There is high variability but some 'coincidences' with Lower Troposphere temperature may be noted. In particular the 'no change' period from 1998 to 2016.

How do the 12-month differences in annual averages compare?

Looking at how annual averages change over a 12-month period is not affected by the choice of base period (1991-2020 or 'pre-industrial'). There is a moderately high correlation between the CO2 (and overlapping water vapour) Greenhouse proxy and Lower Troposphere temperatures. This indicates that variation in the Greenhouse effect for CO2 (and overlapping water vapour) within the 'saturation zone' contribute about 10-12% to the observed variations in Lower Troposphere warming.

The proportion of the sum of effective density of CO2 to the sum of all species effective density provides an estimate of CO2's contribution. This is academic as the critical requirement for saturation is to be equal, or greater, than the threshhold value. Only at the point of being equal does any split have any meaning.
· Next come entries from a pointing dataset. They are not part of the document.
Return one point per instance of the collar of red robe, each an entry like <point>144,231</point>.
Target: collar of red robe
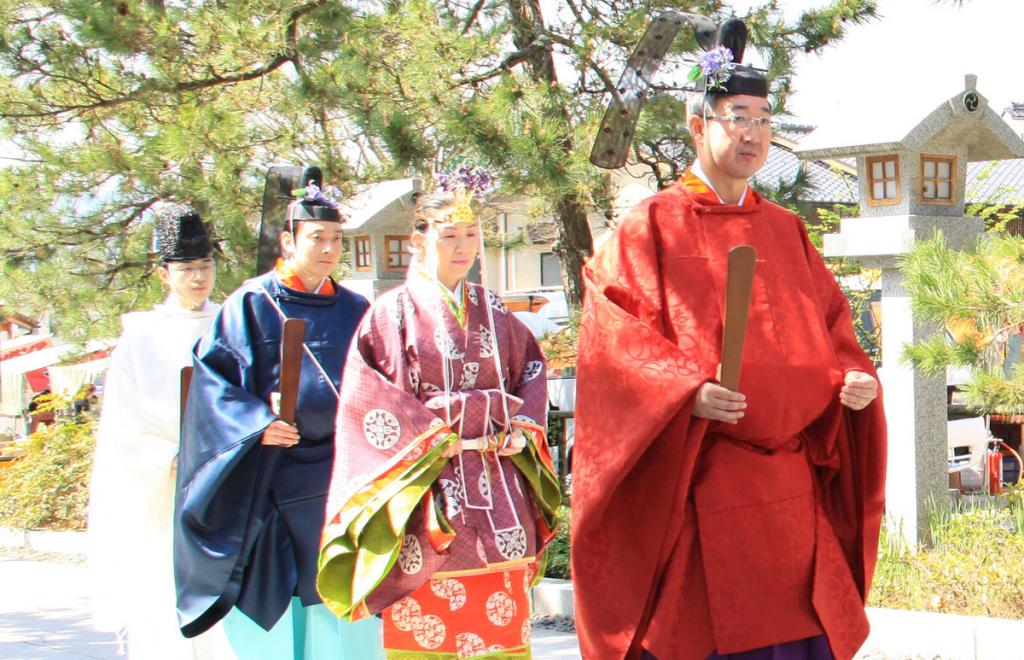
<point>706,201</point>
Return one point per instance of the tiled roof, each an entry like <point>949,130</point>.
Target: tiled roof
<point>995,182</point>
<point>833,182</point>
<point>826,181</point>
<point>1015,110</point>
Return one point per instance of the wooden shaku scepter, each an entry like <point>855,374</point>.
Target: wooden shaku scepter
<point>742,262</point>
<point>292,337</point>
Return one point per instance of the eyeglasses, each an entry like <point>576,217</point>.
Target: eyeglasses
<point>193,271</point>
<point>741,123</point>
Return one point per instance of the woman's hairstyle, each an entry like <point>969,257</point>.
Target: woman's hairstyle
<point>428,202</point>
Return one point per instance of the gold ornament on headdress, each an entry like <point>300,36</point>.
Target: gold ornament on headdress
<point>462,212</point>
<point>464,183</point>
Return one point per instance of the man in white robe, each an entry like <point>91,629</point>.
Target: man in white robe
<point>131,498</point>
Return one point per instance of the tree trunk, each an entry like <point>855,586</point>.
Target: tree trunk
<point>574,244</point>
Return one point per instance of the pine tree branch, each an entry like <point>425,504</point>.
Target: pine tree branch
<point>517,57</point>
<point>472,15</point>
<point>214,80</point>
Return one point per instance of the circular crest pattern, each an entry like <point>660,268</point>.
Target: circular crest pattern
<point>501,608</point>
<point>429,631</point>
<point>406,613</point>
<point>381,429</point>
<point>411,558</point>
<point>469,645</point>
<point>452,590</point>
<point>511,542</point>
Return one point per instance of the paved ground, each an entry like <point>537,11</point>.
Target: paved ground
<point>44,613</point>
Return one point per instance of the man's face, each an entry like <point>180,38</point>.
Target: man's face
<point>190,280</point>
<point>730,149</point>
<point>315,248</point>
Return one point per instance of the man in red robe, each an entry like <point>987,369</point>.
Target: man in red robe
<point>709,522</point>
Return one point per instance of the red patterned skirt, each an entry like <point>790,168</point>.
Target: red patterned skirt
<point>463,614</point>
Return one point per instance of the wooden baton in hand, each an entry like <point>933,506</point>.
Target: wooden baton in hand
<point>292,337</point>
<point>742,261</point>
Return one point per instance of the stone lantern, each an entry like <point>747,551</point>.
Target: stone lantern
<point>911,172</point>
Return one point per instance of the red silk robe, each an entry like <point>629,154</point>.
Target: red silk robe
<point>691,536</point>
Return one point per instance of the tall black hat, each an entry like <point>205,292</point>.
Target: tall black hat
<point>282,209</point>
<point>180,234</point>
<point>615,135</point>
<point>734,78</point>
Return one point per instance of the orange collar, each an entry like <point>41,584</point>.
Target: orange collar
<point>291,278</point>
<point>696,186</point>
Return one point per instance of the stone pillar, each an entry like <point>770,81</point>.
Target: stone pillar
<point>915,407</point>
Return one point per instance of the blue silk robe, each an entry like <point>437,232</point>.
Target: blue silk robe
<point>248,517</point>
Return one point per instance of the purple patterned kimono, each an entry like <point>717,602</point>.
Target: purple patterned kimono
<point>425,371</point>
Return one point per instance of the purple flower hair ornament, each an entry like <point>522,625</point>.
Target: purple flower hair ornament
<point>466,183</point>
<point>716,67</point>
<point>330,195</point>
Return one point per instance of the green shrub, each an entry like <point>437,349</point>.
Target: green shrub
<point>558,550</point>
<point>973,566</point>
<point>49,485</point>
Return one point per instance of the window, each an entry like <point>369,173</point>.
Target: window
<point>363,259</point>
<point>551,269</point>
<point>937,174</point>
<point>883,180</point>
<point>397,252</point>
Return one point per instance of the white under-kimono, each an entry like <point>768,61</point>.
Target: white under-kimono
<point>131,499</point>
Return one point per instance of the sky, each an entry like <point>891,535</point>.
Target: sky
<point>916,47</point>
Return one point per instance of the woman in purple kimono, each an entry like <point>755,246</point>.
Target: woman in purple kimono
<point>442,493</point>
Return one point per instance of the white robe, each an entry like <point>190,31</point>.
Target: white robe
<point>131,498</point>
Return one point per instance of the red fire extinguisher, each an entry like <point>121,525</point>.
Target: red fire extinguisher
<point>994,472</point>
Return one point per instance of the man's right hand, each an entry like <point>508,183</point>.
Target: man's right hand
<point>281,434</point>
<point>719,403</point>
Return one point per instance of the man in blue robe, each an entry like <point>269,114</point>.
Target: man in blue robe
<point>252,489</point>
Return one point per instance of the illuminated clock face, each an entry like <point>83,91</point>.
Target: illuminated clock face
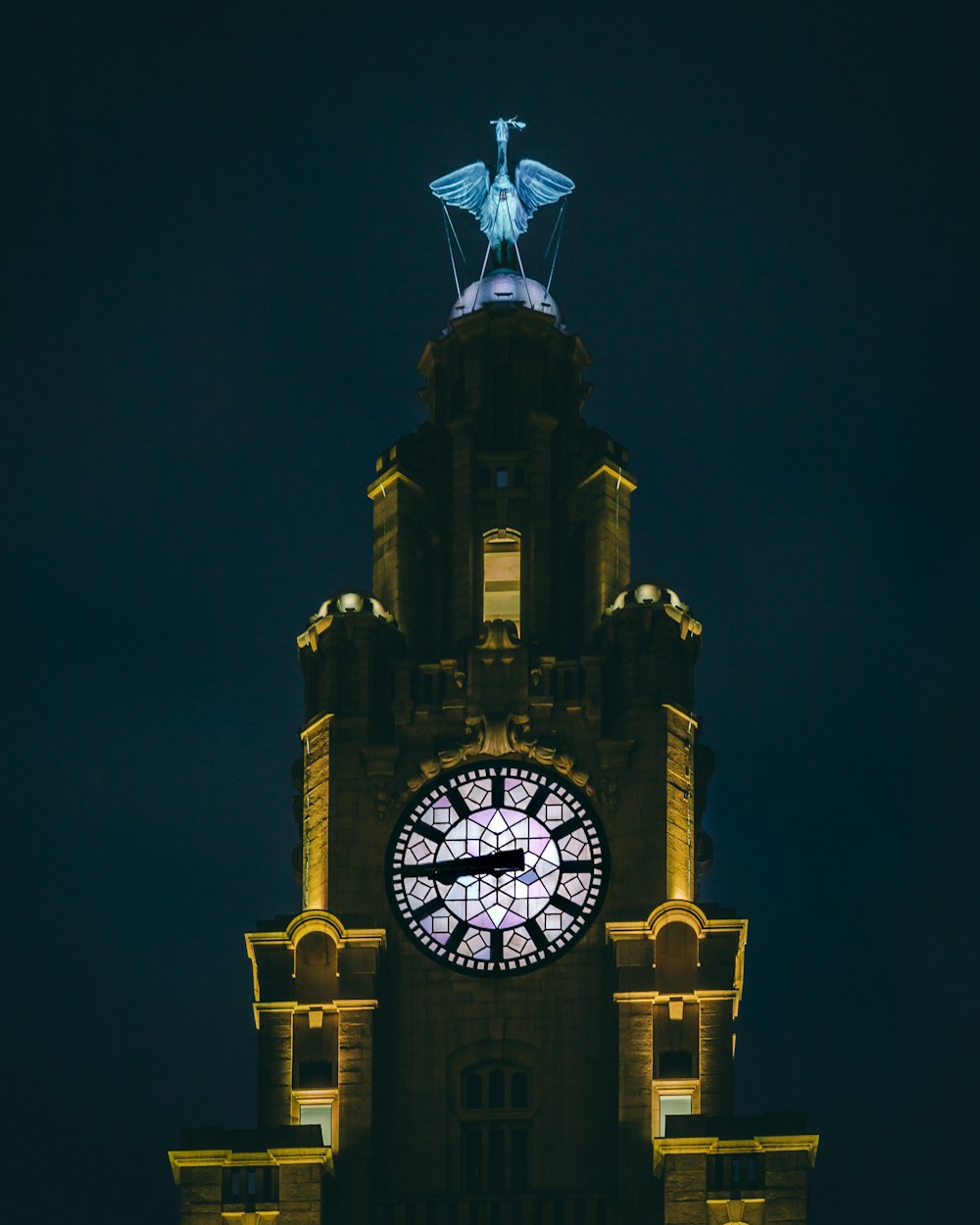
<point>496,868</point>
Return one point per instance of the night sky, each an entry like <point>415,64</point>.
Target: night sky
<point>224,265</point>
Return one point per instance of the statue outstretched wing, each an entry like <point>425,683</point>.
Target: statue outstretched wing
<point>538,184</point>
<point>466,187</point>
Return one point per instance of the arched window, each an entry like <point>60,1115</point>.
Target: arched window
<point>495,1128</point>
<point>501,576</point>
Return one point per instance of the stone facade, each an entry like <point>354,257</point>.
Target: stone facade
<point>549,1097</point>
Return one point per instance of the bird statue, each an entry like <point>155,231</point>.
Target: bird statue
<point>503,207</point>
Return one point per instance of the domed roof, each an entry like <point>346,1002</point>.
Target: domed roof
<point>504,287</point>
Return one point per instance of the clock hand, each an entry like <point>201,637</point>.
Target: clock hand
<point>500,861</point>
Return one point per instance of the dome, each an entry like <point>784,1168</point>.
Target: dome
<point>504,287</point>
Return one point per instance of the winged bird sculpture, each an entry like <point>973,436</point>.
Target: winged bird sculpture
<point>503,207</point>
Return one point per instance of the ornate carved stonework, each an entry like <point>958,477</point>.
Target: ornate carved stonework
<point>499,738</point>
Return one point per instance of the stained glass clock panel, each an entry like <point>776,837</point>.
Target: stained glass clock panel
<point>498,868</point>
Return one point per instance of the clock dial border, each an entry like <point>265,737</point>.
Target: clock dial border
<point>543,946</point>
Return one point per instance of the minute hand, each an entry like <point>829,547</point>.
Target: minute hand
<point>500,861</point>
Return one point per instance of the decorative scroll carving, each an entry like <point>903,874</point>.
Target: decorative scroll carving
<point>499,635</point>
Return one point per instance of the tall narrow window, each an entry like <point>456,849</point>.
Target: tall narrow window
<point>501,576</point>
<point>495,1130</point>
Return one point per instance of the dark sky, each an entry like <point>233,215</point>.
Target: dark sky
<point>224,266</point>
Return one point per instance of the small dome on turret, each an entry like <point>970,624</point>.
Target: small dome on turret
<point>504,287</point>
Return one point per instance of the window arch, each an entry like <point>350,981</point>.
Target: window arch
<point>501,576</point>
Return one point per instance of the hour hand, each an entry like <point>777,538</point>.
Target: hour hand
<point>500,861</point>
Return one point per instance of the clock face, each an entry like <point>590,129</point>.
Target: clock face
<point>496,868</point>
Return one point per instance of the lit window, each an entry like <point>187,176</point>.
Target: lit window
<point>321,1113</point>
<point>501,577</point>
<point>672,1103</point>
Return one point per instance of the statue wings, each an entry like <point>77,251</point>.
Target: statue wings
<point>500,216</point>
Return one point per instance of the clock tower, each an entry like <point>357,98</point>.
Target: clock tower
<point>500,1000</point>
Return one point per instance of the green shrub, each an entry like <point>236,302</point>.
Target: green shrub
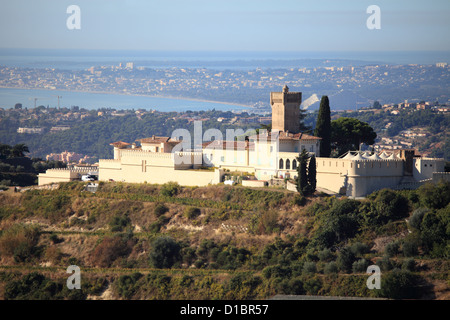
<point>312,286</point>
<point>160,209</point>
<point>410,248</point>
<point>435,196</point>
<point>325,255</point>
<point>165,252</point>
<point>345,260</point>
<point>299,200</point>
<point>170,189</point>
<point>392,249</point>
<point>416,218</point>
<point>409,265</point>
<point>126,285</point>
<point>359,249</point>
<point>360,266</point>
<point>110,249</point>
<point>20,241</point>
<point>385,264</point>
<point>119,222</point>
<point>399,284</point>
<point>390,205</point>
<point>330,268</point>
<point>309,267</point>
<point>192,212</point>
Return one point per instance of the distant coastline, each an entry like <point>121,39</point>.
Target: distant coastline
<point>133,95</point>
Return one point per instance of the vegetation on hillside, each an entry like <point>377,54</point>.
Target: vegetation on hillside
<point>142,241</point>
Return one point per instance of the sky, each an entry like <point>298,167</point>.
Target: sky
<point>228,25</point>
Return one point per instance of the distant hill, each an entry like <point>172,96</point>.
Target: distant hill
<point>342,100</point>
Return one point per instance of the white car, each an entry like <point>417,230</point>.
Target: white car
<point>87,177</point>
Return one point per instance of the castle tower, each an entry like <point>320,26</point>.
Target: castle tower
<point>286,110</point>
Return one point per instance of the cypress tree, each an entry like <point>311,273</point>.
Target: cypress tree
<point>302,176</point>
<point>323,127</point>
<point>312,173</point>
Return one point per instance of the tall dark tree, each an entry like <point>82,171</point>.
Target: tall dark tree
<point>349,133</point>
<point>323,127</point>
<point>19,150</point>
<point>312,174</point>
<point>302,173</point>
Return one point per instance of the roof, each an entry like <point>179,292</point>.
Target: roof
<point>286,136</point>
<point>222,144</point>
<point>158,140</point>
<point>120,144</point>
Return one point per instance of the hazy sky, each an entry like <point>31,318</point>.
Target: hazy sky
<point>234,25</point>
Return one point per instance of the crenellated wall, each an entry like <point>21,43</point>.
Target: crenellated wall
<point>357,178</point>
Any split of the proportion of over threshold effective density sum is meaningless but the integrated proportion of CO2 from surface to stratosphere could be anywhere from 10% to 60% - largely dependinhg on humidity in the atmosphere's lower layers. This effectively limits the 'blame' for increased Global Warming in this overlapping saturation zone to a maximum of 8% of the observed Lower Troposphere warming.